Of course, my experiences may not reflect yours!

It’s not just me then, I can’t use unreal because my fans go in to turbine mode and don’t stop the whole time I’m in the editor. Unity only spins up fans when I’m play testing a complicated scene. Unreal has so much going for it but that’s a deal breaker for me, the only fans I like hearing should be knelt before me offering worship and sacrament.

Well, Blueprints can serve as some kind of prefab container. Even with its own behavior…
What UE4 lacks a bit is better “support” for the construction script though…

I haven’t used Unity, but I’m pretty sure that this community is a lot better. It’s not hard at all to get help on these forums, nor is it that rare for staff members to help assess some of the more advanced questions, heck, even Tim Sweeney is on the forums every now and then.

Unity 5 is significantly easier to start with, and its object model is much more intuitive for a programmer.

However, you are likely to hit some technical issue along the way later, and when that happens you’ll be at mercy of patching team.
With unreal 4 you have source code access, so you have a chance of patching things yourself. On other hand, digging source is not something a beginner will be able to do.

Also, unreal 4 out of the box offers AI decision trees, node based material editor and visual programming tools (which I don’t use), in case of unity those are available only through asset store and cost money.
The good portion of unity engine is it handles animation retargeting better than unreal, although unreal’s state machines are more powerful. Moving assets around is easy in unity and it is unlikely to result in data loss. (in UE4 you don’t want to move assets, ever).

So, for a beginner tinkering with first project, I’d recommend unity engine.
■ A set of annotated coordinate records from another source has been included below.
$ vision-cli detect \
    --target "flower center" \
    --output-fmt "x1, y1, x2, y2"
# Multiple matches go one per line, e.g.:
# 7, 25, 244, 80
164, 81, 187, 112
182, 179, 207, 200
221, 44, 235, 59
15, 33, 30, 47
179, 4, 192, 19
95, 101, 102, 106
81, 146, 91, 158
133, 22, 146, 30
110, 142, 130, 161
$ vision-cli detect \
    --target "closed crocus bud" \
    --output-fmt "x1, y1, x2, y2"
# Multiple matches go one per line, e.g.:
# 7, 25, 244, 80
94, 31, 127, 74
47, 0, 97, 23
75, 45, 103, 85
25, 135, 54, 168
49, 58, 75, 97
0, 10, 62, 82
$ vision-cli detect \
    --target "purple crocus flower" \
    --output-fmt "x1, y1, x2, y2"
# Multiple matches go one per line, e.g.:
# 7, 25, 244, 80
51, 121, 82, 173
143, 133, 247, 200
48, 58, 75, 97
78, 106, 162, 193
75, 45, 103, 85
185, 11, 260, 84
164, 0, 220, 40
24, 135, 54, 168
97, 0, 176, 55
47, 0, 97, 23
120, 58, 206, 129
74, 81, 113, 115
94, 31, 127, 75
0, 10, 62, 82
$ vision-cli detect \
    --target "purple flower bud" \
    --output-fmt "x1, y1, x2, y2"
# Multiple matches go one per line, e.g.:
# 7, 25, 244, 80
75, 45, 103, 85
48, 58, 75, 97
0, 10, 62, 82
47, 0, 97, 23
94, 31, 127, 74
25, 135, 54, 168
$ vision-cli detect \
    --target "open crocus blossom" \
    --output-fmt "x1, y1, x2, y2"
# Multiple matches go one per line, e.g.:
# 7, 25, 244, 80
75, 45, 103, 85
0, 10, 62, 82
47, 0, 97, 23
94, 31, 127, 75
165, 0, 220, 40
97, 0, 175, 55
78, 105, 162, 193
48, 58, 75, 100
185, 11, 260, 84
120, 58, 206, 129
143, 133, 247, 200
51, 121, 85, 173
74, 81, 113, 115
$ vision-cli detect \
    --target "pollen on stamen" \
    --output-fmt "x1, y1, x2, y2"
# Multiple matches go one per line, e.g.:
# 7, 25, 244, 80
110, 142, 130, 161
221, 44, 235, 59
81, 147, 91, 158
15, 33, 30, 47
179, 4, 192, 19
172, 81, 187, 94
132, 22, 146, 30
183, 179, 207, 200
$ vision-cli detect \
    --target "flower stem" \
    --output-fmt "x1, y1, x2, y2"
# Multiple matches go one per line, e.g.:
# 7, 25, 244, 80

When things start getting serious OR if there’s need for better visuals, switch to unreal.

Unity 5 is significantly easier to start with, and its object model is much more intuitive for a programmer.

However, you are likely to hit some technical issue along the way later, and when that happens you’ll be at mercy of patching team.
With unreal 4 you have source code access, so you have a chance of patching things yourself. On other hand, digging source is not something a beginner will be able to do.

Also, unreal 4 out of the box offers AI decision trees, node based material editor and visual programming tools (which I don’t use), in case of unity those are available only through asset store and cost money.
The good portion of unity engine is it handles animation retargeting better than unreal, although unreal’s state machines are more powerful. Moving assets around is easy in unity and it is unlikely to result in data loss. (in UE4 you don’t want to move assets, ever).

So, for a beginner tinkering with first project, I’d recommend unity engine. When things start getting serious OR if there’s need for better visuals, switch to unreal.

It is the same in both communities - with complex technical questions, you’re unlikely to get any assistance and are on your own.

True dat. The only questions of mine that get answered are the questions where I am just curious, or am completely new at the subject I am asking about.